Children who go to school are expected to become “someone” who will remove their families from poverty in the agricultural sector. Fewer young people pick farming.
Only 23 per cent of the country’s 14.2 million people under the age of 24 worked in agriculture, forestry or fishery according to data from the National Labour Force.
Those left to struggle in the agricultural sector are those who have little education and nothing else to do. And this can lead to a substandard quality of farming.
Oil palm smallholders, for example, tend to get a much lower selling price than palm oil from corporate-owned plantations who naturally have better yield because they have sophisticated plantation technology and a highly scheduled maintenance system.
Smallholders without these benefits are at the mercy of middlemen who set prices.
A LACK OF INNOVATION
Central Bureau of Statistics (BPS) data until February 2017 shows that the total population working in the agricultural sector is only 39.68 million people or 31.86 per cent of the total working population in Indonesia.
Unfortunately, most of these people are older. Even from existing data, only 15.38 percent of farmers are productive enough to meet all national food needs. According to the records of the Ministry of Agriculture (Kementan), agricultural land has shrunk by 100,000 ha a year, with 80 per cent occurring in food production centres.

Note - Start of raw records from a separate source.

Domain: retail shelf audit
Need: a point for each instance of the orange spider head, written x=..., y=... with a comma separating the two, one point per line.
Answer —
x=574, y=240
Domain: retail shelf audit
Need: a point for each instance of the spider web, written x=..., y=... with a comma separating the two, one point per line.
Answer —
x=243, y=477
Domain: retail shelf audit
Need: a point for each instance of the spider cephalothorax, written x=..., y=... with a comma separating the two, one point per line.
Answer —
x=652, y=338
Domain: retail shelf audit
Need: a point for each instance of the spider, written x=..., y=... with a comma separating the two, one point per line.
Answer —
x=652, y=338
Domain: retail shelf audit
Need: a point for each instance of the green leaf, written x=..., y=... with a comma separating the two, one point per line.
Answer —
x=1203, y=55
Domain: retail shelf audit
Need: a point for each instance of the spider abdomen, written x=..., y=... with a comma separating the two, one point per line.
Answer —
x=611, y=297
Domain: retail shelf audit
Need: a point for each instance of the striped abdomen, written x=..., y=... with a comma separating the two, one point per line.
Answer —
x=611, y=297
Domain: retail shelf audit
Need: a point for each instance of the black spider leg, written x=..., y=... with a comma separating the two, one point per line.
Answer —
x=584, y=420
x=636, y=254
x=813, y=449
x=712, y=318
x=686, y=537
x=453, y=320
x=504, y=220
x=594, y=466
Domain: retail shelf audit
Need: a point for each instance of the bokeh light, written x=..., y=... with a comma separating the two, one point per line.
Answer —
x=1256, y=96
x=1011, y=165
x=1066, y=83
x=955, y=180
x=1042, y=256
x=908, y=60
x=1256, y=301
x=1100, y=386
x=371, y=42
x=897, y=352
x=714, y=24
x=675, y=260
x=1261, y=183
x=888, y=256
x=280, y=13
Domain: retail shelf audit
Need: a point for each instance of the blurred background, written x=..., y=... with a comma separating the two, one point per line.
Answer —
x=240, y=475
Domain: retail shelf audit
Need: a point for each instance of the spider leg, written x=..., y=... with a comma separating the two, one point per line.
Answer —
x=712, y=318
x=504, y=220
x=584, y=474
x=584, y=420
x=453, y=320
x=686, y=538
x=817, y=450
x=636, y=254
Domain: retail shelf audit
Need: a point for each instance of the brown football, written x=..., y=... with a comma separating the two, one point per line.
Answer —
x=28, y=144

The lack of innovation in the agricultural sector is a chief driver, leaving many second-generation farmers to see the agricultural sector as a less attractive and less promising sector.
This is why there is an urgent need to accelerate innovation and technology transfer in the agricultural sector by facilitating synergies among parties, including universities, agricultural start-ups, agricultural research institutes, related authorities, and others.
The combination of agricultural human resource development policies and a mix of agricultural technology innovations can increase quality, productivity and market opportunities, and make the agricultural sector even more attractive in the eyes of the second generation of farmers.
The Asian Development Bank has suggested increasing investment in agriculture by modernising food systems, getting proper infrastructure for rural communities, creating better cell-phone towers, cold-chain facilities and using advanced technologies to mitigate against pests and other natural disasters.
CUTTING OUT THE MIDDLEMAN
There must also be new ways that farmers can work with investors directly, thereby cutting out the middleman. In Indonesia, the agricultural economic structure places farmers at the bottom of the chain.
The majority of farmers who live in rural areas cannot directly sell their products to the market, so farmers have to sell them to intermediaries or middleman. The middleman also varies, starting from the village, sub-district, regency level, to the big city level.
For example, the price of one kilogram of chilli at the farmer level is IDR 10,000 (US$0.69), but on the market in Jakarta it can be up to IDR 60,000-80,000.
This further entrenches the view among younger farmers that they cannot afford a better living on these wages.
Yet, there are examples to show this can change for the better. Agritech companies like TaniHub and Sayurbox, backed by tech titan Grab, work directly with farmers – they offer them loans, use technology to track their harvest to ensure as much as possible yields are stable (and don’t fluctuate) and offer them steady prices.
But these are small successes. There has to be a much wider effort by the government to invest in agriculture, particularly because demand for rice and other vegetables will not go down anytime soon.
Meanwhile, the need for food increases every year because the population of Indonesia is increasing.
But with the sector experiencing some of its biggest challenges, will it be able to feed enough people?
Ronny P Sasmita is a Senior Fellow for Indonesia Strategic and Economic Action Institution.